Кого только ни заносило на пустошь с той давней поры пикников: бродяг, онанистов, развратников, грабителей, даже убийца был! О месте пошла дурная слава. Узнай кто, что она сидит здесь в одиночестве, какой бы поднялся переполох! «Престарелая Титания под сенью леса», — улыбнулась она.

Сегодня было по-особому тихо. Время обеда прошло, чай пить рано, школьники все еще за партами, а малыши мирно спят. Никто в целом свете не знает, где она. Прикрыв глаза, миссис Эйвори вслушивалась в тишину.

«После этого безобразного обеда, — думала она, — после всей этой боли...»


Обед пришлось посвятить делам будущего. Сама-то миссис Эйвори твердо верила, что размышлять о будущем вредно. Равно как и о прошлом, если уж на то пошло. Пусть вокруг все становилось более и более зыбким, тут она была непоколебима. Эта дремотная осенняя пустошь, эти ежевичины, такие тучные, такие плодоносные, бесконечно воскресающие к жизни, бесконечно наливающиеся соком, бесконечно падающие на землю, этот бесконечный звон детских голосов, когда они, невидимые, несутся по гаревой дорожке к ветряной мельнице...

— Отдай!

— Сама отдай!

...значит, уроки уже закончились.

— Идите сюда немедленно! Только попробуйте мне изгваздаться!

— Смотри, что я нашла!!!!

— Я кому сказала?! Нам же еще...

— Миллион миллионов ежевик!!! Миллион миллионов!!!

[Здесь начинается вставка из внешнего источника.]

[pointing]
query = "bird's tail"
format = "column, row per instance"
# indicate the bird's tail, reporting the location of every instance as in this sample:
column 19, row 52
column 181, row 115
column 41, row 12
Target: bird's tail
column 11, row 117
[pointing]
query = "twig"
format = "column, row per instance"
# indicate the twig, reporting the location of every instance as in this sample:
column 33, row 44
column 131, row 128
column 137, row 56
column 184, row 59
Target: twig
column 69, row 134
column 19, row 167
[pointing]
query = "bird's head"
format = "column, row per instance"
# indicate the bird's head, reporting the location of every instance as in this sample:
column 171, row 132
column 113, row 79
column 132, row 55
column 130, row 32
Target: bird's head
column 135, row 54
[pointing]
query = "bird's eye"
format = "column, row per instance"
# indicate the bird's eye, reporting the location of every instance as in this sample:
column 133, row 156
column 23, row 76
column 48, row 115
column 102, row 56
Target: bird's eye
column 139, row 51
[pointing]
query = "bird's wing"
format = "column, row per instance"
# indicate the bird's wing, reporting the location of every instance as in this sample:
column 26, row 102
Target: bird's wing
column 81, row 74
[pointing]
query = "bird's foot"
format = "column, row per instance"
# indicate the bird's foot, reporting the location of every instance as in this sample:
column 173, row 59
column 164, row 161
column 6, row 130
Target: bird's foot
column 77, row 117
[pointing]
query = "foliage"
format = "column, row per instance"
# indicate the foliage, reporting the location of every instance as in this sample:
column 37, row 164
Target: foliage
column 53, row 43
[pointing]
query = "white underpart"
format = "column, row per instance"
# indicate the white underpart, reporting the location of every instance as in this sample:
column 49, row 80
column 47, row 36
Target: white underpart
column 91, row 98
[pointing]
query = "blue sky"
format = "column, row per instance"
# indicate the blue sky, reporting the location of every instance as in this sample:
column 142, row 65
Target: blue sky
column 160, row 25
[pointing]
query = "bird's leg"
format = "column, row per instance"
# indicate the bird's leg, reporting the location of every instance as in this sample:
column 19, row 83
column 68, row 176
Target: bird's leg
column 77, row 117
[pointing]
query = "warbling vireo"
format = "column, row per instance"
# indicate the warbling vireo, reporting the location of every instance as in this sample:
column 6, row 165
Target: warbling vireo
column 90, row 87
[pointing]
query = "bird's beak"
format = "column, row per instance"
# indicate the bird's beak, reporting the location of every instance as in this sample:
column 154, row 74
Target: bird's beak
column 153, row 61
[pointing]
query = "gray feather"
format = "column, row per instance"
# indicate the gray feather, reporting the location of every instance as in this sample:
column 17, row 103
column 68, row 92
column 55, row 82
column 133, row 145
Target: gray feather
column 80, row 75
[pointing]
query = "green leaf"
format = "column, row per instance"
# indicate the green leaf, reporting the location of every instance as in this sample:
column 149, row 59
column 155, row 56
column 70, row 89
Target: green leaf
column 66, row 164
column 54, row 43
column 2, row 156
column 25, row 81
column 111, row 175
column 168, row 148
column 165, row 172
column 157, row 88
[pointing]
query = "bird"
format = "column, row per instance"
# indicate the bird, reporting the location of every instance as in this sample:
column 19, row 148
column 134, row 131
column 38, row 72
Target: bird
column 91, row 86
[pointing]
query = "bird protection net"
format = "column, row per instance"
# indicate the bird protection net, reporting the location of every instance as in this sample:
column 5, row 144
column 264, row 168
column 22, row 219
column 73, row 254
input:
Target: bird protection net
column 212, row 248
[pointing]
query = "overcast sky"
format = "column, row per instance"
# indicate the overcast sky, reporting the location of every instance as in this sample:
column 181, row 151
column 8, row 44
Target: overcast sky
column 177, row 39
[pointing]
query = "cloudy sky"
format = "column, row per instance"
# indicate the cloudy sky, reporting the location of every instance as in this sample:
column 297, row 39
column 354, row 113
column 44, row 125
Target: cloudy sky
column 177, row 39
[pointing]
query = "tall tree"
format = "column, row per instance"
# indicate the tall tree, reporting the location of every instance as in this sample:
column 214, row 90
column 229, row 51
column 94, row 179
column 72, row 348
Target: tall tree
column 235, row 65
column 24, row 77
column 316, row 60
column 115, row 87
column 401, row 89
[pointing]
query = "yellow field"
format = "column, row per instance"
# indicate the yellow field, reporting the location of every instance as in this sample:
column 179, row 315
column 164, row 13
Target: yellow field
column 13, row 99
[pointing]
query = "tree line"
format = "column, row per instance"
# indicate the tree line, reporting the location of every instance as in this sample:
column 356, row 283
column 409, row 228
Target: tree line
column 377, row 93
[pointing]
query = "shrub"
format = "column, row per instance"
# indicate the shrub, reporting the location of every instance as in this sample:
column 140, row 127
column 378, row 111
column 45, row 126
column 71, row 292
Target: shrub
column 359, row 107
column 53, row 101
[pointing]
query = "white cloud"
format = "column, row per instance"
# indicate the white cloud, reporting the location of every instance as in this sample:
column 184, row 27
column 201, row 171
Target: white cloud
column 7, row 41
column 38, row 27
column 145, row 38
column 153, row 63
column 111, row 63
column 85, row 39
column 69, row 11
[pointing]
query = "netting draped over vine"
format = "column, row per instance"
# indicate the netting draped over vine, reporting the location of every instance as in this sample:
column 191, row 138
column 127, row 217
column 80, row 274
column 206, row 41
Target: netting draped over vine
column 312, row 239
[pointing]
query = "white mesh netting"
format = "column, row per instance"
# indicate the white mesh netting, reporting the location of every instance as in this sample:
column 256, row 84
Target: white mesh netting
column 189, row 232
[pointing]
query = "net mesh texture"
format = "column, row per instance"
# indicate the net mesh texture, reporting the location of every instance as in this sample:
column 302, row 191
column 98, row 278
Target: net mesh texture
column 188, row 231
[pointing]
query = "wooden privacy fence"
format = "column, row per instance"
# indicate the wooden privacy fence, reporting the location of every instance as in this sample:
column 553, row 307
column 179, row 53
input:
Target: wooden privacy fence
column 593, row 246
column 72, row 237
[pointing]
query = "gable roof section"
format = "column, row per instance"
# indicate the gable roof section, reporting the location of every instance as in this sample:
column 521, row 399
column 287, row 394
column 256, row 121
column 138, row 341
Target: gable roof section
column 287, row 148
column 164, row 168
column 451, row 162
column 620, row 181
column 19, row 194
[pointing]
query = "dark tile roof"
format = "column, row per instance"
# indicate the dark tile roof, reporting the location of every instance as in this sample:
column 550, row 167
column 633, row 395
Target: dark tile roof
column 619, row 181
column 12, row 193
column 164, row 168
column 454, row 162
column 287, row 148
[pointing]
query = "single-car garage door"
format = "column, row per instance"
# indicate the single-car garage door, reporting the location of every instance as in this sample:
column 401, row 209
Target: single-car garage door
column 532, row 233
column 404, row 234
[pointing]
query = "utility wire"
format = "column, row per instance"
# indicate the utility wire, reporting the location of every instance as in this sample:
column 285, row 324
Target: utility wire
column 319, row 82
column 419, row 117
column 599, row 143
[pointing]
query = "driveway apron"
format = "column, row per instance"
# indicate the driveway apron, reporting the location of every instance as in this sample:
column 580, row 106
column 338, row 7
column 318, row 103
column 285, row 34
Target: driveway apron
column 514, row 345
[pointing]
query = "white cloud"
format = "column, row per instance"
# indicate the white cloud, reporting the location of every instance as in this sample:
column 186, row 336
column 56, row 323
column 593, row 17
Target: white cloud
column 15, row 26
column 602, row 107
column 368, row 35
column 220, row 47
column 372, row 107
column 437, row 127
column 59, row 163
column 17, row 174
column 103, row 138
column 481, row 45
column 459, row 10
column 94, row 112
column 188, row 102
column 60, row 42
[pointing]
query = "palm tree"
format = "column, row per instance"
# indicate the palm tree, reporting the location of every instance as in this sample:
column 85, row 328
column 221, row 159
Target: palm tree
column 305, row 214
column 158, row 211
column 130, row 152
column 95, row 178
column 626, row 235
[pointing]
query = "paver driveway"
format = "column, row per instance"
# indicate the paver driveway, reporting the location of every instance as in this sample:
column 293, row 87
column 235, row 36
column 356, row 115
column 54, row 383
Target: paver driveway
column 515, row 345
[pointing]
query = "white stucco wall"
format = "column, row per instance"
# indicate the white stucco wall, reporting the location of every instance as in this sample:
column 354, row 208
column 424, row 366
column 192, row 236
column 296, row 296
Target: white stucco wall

— Говорю же вам, нам пора. Господи, куда же я дела эти ключи? Где собака? Где ее черти носят?

Она слышала, не слушая, пропуская голоса сквозь себя, словно воду. «Пусть текут вокруг бедной моей головы. Глупой моей, дурной моей головушки».

Обед затеяли из-за завещания. Ее дети, Пит и Энни, приехали издалека и с тщательно спланированной одновременностью возникли на пороге точно в назначенное время, назначенное в ходе длительных обсуждений, поскольку это была не первая, и даже не вторая попытка собраться на семейный совет. Вопросы наследования предстояло обсуждать в ресторане роскошного отеля «а-ля шато», выросшего на пустоши и слывшего местом для избранных.

Туда они и пошли. Мимо неглубокого пруда, через великолепные новые ворота прямо к вылизанному до блеска парадному входу, где обнаружили расставленных у каждого столба официантов с надутыми физиономиями, лоснящиеся шторы из стеганого атласа с фестонами и подборами, а также весьма немногочисленных посетителей, сидевших на леденящем душу расстоянии друг от друга. Половина из них оказалась японцами, застывшими, оцепенелыми от всеобщего молчания и, казалось, горько сожалеющими о том, что их занесло сюда из центра Лондона.

Когда Пит и Энни были маленькими, на этом месте стоял дом престарелых. Как-то раз Энни пробралась на территорию со стороны парка, начинавшегося сразу за усадьбой: вскарабкалась по насыпи, потом залезла на террасу, огороженную цепями (а теперь ласкавшую взор белой садовой мебелью и искусственными растениями), и прижалась носом к садовым окнам, чем до смерти напугала тех обитателей, которые еще были в состоянии реагировать на сигналы из внешнего мира.